El color no es el símbolo del placer, es el último placer. Es tan auténtico que
en japonés “color” puede ser sinónimo de “amor”.
Saturnine cae en su
propia trampa, desarmada, descubre ese amor con color propio y líquido, el que
inventa para ella, amarillo número 87, el del forro de acetato de la falda que
acaricia su piel, regándola de oro como las veladas que alimentan su curiosidad
donde los matices del tejido “componen el amarillo asintótico; el color
metafísico por excelencia”.
Después de negociar
consigo misma su enamoramiento, justifica al que desea no sea un asesino,
apenas un tipo excéntrico que acaso ¿guarde un secreto atroz sin ser culpable?
Ser o no culpable.
Ser o no víctima.
Saturnine no es
víctima ni culpable.
Elimiro le reconoce
que “también se puede amar el mal” y se descubre ante ella, la invita a entrar
al cuarto oscuro que revela el último aliento de aquellas que le precedieron,
se preguntaron “amor mío ¿cómo puedes no acudir a salvarme?”.
Allí donde sus
fantasmas se convirtieron en un muestrario de retratos incompleto, de vestidos
y colores, al otro lado de la doble óptica de la Hasselblad que multiplica las
miradas de Saturnine, donde ella elige no formar parte del mosaico inacabado de
las desaparecidas, muertas por su curiosidad y retratadas para siempre en su
falta, en la que se encuentra consigo después de descubrirse poliédrica en las
fotografías tomadas por Elimiro:
“¡Qué agradable era
no ya ser otra, sino ser cincuenta otras distintas!”
Final (sin filtro).
Ser y no ser una y
todas, piensa Saturnine, lo anhela con la misma intensidad con la que Elimiro
necesita su retrato que complete su colección.
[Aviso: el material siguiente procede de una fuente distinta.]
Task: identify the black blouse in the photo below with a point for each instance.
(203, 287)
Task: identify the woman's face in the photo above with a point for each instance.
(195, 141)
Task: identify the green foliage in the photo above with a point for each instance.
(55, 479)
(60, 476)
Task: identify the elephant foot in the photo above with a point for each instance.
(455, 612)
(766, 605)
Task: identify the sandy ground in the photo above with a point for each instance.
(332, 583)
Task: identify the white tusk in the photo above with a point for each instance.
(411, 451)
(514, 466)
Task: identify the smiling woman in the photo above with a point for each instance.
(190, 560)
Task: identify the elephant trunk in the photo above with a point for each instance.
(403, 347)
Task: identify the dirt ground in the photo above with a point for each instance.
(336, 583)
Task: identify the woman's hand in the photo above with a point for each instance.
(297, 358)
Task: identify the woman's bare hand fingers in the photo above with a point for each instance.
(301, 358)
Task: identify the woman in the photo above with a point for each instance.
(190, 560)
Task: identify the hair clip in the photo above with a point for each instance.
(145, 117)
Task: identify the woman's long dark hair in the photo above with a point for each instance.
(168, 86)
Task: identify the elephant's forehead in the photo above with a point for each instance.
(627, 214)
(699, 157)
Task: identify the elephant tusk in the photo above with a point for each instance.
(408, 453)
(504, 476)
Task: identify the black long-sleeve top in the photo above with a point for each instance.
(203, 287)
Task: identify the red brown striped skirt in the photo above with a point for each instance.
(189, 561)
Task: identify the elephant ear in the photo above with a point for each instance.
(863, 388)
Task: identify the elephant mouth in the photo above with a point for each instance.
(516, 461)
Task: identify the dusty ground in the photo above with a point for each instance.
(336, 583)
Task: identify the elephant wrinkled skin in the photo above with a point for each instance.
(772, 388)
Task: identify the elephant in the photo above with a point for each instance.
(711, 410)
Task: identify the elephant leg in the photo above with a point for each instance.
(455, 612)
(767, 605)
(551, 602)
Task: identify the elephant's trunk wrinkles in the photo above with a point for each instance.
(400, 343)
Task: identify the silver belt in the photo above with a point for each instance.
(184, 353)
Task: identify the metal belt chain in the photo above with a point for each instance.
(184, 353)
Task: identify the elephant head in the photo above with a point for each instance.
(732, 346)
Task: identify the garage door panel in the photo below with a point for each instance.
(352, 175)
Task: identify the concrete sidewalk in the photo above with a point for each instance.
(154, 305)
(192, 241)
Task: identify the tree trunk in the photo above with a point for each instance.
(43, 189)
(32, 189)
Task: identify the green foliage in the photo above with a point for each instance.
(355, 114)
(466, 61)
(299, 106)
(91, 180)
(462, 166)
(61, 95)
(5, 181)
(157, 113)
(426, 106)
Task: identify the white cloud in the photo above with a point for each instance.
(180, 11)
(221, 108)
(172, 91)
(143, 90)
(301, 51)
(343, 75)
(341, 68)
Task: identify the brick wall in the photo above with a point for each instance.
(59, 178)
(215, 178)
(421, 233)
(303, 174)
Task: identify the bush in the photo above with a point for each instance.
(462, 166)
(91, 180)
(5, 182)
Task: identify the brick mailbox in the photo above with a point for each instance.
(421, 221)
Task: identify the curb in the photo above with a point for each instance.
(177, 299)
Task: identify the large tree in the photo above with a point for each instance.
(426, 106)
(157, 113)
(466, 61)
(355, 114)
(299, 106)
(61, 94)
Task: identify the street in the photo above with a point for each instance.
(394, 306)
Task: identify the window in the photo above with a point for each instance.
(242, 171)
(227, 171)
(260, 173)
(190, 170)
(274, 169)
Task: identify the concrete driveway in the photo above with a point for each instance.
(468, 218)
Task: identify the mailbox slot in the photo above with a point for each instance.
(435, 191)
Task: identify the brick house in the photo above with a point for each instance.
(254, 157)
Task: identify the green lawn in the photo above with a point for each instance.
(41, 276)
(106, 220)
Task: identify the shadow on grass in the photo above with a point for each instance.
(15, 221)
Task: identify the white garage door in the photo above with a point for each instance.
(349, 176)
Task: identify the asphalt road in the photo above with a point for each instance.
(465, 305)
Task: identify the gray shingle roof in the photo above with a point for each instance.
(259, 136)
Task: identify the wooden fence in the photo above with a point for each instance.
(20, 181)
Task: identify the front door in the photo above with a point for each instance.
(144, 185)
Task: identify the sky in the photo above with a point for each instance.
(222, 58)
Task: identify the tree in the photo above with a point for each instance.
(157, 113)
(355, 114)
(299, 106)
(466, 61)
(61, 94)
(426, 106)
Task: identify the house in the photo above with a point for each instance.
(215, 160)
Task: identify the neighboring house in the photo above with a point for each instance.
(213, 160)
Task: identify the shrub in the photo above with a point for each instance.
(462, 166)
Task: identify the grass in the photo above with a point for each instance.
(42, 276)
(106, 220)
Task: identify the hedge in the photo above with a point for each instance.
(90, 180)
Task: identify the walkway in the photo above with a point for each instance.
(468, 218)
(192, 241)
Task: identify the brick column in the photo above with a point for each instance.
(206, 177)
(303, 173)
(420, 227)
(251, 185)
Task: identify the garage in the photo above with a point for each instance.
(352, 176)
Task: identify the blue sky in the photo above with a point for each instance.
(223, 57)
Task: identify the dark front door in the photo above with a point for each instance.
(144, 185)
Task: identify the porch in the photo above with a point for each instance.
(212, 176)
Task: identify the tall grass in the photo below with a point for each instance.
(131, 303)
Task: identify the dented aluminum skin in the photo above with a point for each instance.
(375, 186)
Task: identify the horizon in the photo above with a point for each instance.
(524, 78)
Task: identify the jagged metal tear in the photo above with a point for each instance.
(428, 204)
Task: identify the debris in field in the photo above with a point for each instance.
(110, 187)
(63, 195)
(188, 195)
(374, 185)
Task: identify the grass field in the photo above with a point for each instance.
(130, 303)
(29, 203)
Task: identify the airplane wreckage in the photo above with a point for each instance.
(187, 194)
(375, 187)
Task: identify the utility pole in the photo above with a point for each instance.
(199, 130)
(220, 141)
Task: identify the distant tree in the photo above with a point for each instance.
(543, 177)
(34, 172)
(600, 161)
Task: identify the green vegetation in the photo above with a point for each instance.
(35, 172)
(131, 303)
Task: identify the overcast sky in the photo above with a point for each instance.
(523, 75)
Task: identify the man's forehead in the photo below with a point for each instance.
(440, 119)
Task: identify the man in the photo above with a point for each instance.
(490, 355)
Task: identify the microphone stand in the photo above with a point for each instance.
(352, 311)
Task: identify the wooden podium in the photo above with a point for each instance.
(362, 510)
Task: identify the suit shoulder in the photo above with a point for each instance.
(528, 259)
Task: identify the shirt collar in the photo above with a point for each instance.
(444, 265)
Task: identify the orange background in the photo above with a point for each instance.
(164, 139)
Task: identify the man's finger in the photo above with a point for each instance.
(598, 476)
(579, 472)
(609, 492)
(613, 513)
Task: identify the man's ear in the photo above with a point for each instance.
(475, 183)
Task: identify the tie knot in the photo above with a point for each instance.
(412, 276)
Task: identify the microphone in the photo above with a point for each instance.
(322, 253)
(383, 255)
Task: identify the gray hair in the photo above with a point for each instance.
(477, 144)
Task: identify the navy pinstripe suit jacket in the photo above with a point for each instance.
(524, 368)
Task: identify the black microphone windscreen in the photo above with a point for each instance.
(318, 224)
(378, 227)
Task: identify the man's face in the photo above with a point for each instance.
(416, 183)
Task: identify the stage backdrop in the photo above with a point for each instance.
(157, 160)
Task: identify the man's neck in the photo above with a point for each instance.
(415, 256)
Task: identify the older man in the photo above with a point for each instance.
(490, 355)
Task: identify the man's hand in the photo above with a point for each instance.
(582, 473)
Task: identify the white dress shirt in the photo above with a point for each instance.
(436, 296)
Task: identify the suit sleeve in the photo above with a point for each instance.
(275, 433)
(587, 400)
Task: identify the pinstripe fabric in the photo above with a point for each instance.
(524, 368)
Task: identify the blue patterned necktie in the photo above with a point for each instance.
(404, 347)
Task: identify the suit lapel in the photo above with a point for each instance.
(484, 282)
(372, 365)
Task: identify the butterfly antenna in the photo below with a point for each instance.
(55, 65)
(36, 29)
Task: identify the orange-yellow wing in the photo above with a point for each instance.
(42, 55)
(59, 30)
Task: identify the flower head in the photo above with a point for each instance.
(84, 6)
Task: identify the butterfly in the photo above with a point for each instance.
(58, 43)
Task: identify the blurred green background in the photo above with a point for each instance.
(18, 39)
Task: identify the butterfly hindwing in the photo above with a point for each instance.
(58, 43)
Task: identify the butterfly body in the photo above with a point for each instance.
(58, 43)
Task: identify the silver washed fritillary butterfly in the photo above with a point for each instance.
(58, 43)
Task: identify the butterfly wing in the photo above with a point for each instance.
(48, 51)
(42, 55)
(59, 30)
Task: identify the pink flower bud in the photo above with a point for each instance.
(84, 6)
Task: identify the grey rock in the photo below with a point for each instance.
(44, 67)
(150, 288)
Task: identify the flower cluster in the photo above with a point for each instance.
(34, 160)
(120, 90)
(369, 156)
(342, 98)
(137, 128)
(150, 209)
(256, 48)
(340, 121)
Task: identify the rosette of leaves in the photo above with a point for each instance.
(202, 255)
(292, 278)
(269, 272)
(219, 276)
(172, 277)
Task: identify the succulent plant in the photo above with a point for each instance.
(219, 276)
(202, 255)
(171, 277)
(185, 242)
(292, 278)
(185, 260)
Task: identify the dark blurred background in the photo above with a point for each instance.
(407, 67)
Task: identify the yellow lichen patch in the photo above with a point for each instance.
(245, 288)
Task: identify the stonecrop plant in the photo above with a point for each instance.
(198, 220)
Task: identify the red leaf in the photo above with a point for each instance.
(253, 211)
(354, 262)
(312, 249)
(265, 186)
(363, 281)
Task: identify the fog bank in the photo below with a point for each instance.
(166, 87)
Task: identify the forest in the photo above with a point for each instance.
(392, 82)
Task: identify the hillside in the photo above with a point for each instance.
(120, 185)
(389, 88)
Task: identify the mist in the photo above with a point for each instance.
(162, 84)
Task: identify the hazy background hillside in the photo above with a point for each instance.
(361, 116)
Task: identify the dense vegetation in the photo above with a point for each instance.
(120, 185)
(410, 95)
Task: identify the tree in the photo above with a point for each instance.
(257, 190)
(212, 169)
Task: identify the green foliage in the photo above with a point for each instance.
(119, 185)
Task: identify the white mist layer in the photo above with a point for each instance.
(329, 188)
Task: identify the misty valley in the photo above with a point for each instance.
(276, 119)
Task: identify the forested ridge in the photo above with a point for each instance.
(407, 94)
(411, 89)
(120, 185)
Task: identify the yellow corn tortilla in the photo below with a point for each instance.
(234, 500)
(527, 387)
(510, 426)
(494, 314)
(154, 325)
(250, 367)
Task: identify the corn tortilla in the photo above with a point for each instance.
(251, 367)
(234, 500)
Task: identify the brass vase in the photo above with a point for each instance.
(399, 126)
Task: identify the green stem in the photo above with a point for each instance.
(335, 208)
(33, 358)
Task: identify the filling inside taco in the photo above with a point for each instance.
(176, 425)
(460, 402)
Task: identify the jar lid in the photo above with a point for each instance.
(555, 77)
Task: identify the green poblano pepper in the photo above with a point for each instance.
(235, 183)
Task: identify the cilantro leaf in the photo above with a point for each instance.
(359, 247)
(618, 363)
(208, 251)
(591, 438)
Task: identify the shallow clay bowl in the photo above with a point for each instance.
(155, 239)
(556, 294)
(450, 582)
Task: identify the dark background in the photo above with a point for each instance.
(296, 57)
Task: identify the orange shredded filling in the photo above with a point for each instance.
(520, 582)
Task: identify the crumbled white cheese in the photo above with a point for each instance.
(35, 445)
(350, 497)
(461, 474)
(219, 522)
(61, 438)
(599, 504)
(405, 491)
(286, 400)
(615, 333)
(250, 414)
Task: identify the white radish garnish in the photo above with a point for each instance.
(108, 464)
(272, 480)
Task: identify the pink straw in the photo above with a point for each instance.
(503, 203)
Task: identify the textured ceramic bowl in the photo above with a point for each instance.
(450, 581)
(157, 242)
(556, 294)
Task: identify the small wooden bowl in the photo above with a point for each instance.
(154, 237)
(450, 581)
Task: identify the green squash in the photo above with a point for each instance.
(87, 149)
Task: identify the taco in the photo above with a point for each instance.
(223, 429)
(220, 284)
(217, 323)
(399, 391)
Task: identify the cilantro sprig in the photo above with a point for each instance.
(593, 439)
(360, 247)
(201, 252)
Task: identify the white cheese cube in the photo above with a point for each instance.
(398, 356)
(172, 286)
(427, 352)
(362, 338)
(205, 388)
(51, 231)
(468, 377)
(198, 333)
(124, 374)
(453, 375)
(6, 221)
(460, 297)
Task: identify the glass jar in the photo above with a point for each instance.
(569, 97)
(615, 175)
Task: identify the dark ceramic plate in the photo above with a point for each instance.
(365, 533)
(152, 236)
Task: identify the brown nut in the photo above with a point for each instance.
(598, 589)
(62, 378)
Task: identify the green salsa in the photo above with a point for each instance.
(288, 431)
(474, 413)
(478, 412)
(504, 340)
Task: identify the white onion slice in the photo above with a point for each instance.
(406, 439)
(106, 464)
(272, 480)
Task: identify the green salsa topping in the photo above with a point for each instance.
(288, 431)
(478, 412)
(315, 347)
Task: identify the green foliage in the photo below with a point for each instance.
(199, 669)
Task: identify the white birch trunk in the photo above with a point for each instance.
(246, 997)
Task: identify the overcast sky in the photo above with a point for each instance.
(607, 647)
Quizás aquello que les unió,
fuera lo que los separe.
Dos personajes que
avanzan a través de sus anhelos, de sus sombras y también de sus pérdidas.
Y como en el cuento
original, Barba Azul tiene que morir. Que nadie acuda al rescate de Saturnine
completa la transformación; ella, símbolo de Saturno, planeta de plomo, se
salva de quizás también de sí misma hasta convertirse en oro, en el brillo
eterno en el instante en el que su némesis expira. Pura alquimia.
Como el poso de una
y varias lecturas, donde la metáfora se alimenta a capas en este juego de
puertas abiertas y a medio cerrar, que es la in-existencia.